First Bisexual Leadership Roundtable meets at Creating Change conference in Atlanta

First Bisexual Leadership Roundtable. Back row: Sabina Labor, Heidi Bruins Green, Denise Penn, Lauren Beach, Faith Cheltenham, ABilly Jones-Hennin; Front: Chiquita Violette, Robyn Ochs, Ellyn Ruthstrom.
Guest post from the Bisexual Leadership Roundtable
For the first time, leaders from local, regional, and national bi organizations met at the National Gay and Lesbian Task Force’s Creating Change conference in Atlanta, Ga., January 23-27 to discuss issues important to the bisexual rights movement and set plans to raise the visibility of the bisexual community within the LGBTQ movement.
Rea Carey, executive director of the National Gay and Lesbian Task Force stated:
It is a thrill and honor that the first-ever Bisexual Leadership Roundtable took place at the 25th National Conference on LGBT Equality: Creating Change. We are inspired and energized by the leaders from local, regional and national bi organizations who came to Atlanta to connect, strategize and mobilize. We join in the excitement over the BLR’s founding and its future work to raise bi visibility and to create change.
BiNet USA president, Faith Cheltenham, and Bisexual Resource Center president, Ellyn Ruthstrom, planned and facilitated the first national Bisexual Leadership Roundtable (BLR) to establish deeper connections among the diverse attendees who came from California, Minnesota, Michigan, Massachusetts, Florida, New York, Texas, and Washington, DC.
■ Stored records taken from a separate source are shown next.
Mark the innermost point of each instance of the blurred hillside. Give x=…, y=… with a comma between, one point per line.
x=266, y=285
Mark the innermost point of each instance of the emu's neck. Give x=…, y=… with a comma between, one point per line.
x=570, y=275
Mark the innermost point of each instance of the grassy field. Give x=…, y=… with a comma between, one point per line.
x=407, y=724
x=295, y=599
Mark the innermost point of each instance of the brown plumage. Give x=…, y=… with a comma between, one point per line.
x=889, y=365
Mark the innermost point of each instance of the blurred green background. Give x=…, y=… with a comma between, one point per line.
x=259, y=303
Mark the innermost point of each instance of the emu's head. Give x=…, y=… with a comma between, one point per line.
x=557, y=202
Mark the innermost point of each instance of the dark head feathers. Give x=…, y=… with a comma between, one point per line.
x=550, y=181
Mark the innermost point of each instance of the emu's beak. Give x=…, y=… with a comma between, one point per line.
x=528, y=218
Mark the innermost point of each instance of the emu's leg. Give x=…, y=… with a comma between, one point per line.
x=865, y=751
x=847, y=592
BRC’s president, Ellyn Ruthstrom, comments:
This meeting has been much anticipated by the bi leaders who gathered in Atlanta. We are excited to have set out a game plan for more communication, sharing of resources, and setting some new strategies for the bi movement. This is only the first meeting, and we are fired up about the future work of the BLR.
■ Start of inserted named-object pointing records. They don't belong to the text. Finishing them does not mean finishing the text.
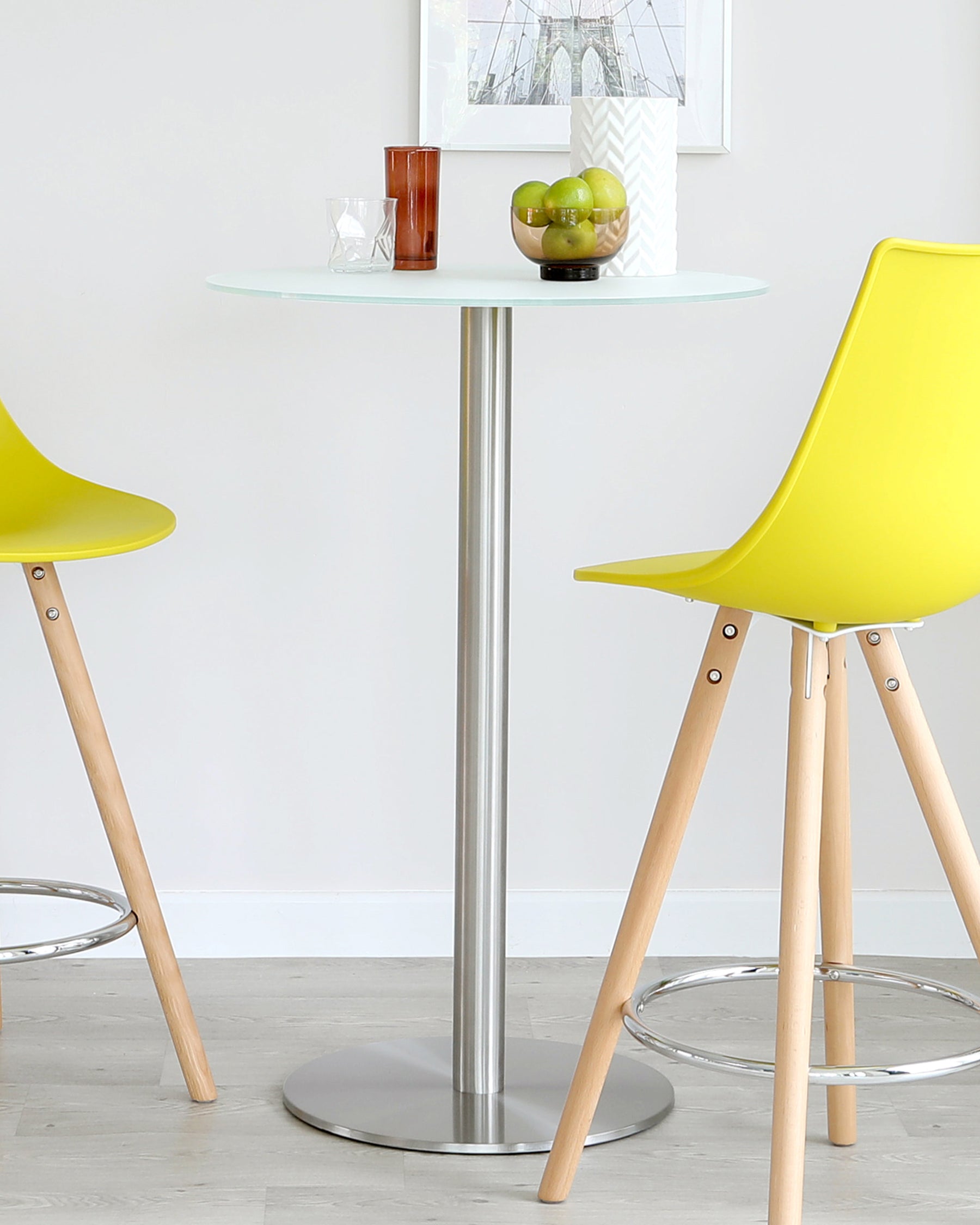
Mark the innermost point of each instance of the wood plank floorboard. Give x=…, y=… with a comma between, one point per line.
x=96, y=1126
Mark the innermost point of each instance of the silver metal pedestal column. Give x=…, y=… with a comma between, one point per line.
x=474, y=1093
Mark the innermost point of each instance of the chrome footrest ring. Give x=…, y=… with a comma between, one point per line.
x=65, y=945
x=634, y=1018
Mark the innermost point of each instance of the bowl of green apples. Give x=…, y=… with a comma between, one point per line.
x=570, y=228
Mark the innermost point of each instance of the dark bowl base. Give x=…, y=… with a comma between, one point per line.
x=570, y=272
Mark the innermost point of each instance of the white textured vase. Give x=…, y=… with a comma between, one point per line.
x=635, y=139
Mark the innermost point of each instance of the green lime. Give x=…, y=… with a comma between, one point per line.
x=569, y=201
x=569, y=242
x=528, y=201
x=608, y=194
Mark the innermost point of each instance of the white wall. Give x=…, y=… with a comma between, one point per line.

BiNet USA’s Faith Cheltenham states:
BiNet USA salutes each and every member organization of the BLR for the thought leadership they’ve provided in the spirit of collaboration and community. While we may have different mission statements each organization has brought to the table a true commitment to work together on the urgent needs of our deeply underserved community.
ABilly Jones-Hennin, from Washington, DC, was the most tenured participant on the roundtable and enthusiastically endorsed the leadership gathering. “Given the ongoing exclusion and invisibility of bisexuals, as well as the ignorance and denial about bisexuality, I welcome the coming together of bi organizations to give us a stronger voice for true equality. The BLR is long overdue, a breath of fresh air, and a reflection of our diversity.”
BLR attendees set out plans for quarterly conference calls and an annual face-to-face meeting at which representatives from national, regional, and local organizations can convene to continue the work. Working groups were established in fundraising strategies, political outreach, people of color and trans community networking, social media skill-building, media and public education, BLR governance, and a national needs assessment project.
Along with the full-day roundtable, members of the BLR also met with the White House liaison to the LGBTQ community, representatives from LGBTQ fundraising organizations, and the National Gay and Lesbian Task Force’s executive director, Rea Carey, to brief them on concerns of the bi community and to forge stronger relationships to expand the work being done.